= Taiwan Alliance for Literature and Arts =

Literary organization founded in 1934

The Taiwan Alliance for Literature and Arts was founded on May 6, 1934, as a private literary organization. The alliance brought together Taiwanese literary artists of various styles and schools at that time, with Chang Shen-chieh (張深切), Lai Ming-hung (賴明弘), Yang Kui (楊逵), and Loa Ho (賴和) as the leading writers. The alliance held activities throughout Taiwan and as far away as Tokyo, Japan. In addition to hosting literary lectures and forums and publishing art booklets in various places, it also published its official journal, the Taiwan-Bungei (Taiwan Literature and Arts). The founding and activities of the association are seen by scholars as a shift from political movements to cultural resistance in the 1930s.
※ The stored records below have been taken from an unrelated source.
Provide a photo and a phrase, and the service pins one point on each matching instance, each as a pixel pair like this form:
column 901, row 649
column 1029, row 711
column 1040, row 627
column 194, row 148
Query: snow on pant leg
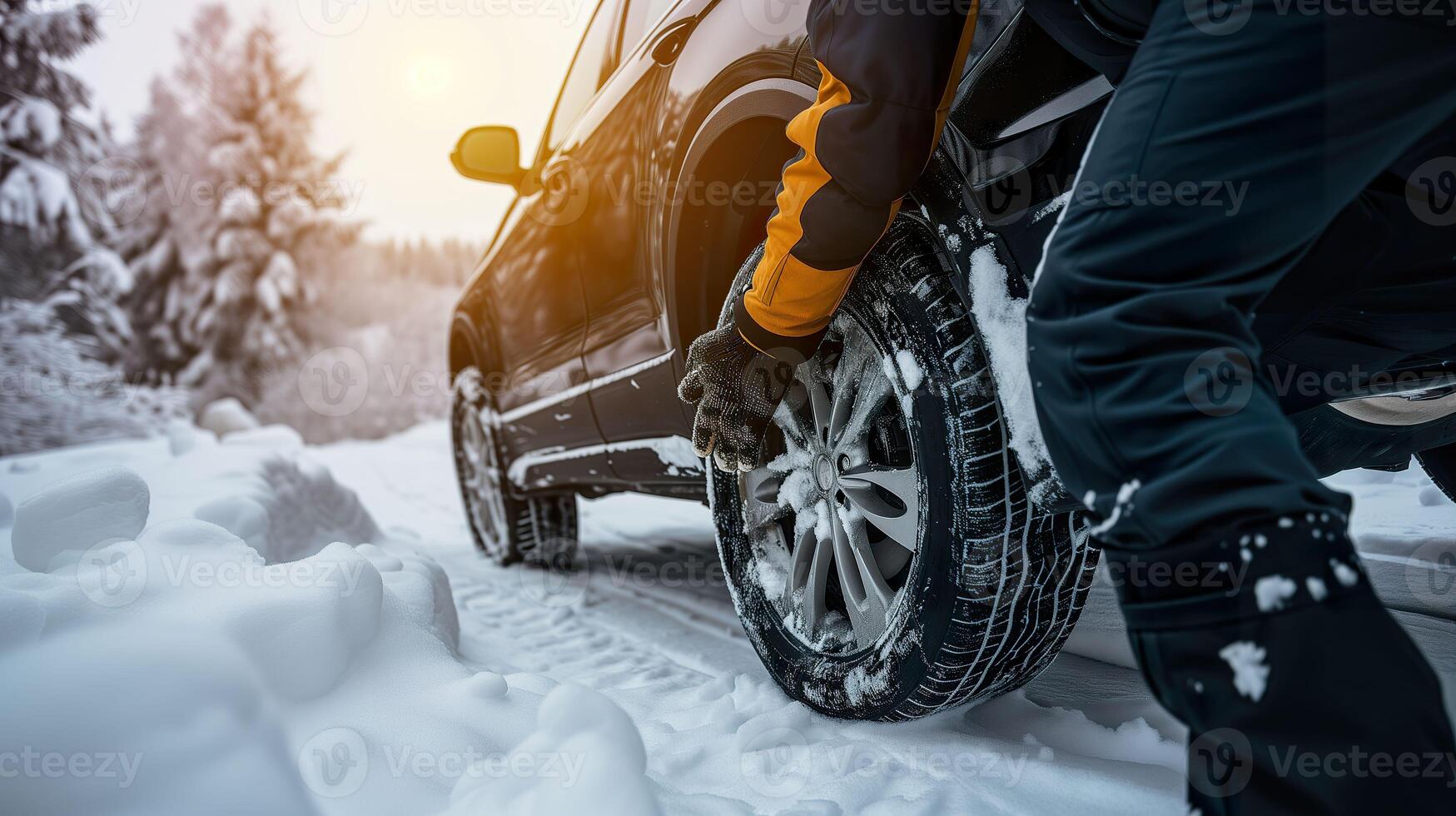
column 1228, row 151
Researcher Huang Wu-chung (黃武忠) believes that the alliance and the Taiwan-Bungei adequately represent the Taiwanese literary scene of the time and that they served as a spiritual fortress for Taiwanese intellectuals. Its role was no less than a spiritual pillar and a platform for expression, fostering close bonds among writers. The establishment of the alliance gave the Taiwanese literary movement consciousness, visualization and readiness. Based in Taichung, the Taiwan-Bungei appealed to writers all over the island and worked closely with its Tokyo branch. With the largest number of writers, it was the longest-running and most culturally influential literary magazine founded by Taiwanese, and it added luster to the new Taiwanese literary movement. With the establishment of the association, the new Taiwanese literary movement gradually moved away from politics to the realm of pure literature.

The official journal of the Taiwan Alliance for Literature and Arts, the Taiwan-Bungei, was published by the Central Bookstore in Taichung. It was published monthly from November 1934 to August 1936 and accepted articles in Chinese, Japanese, and Taiwanese. The content consisted of six categories: commentary, fiction, drama, poetry, essays, and academic research. After the journal ceased publication, the Taiwan Alliance for Literature and Arts was disbanded in August 1936.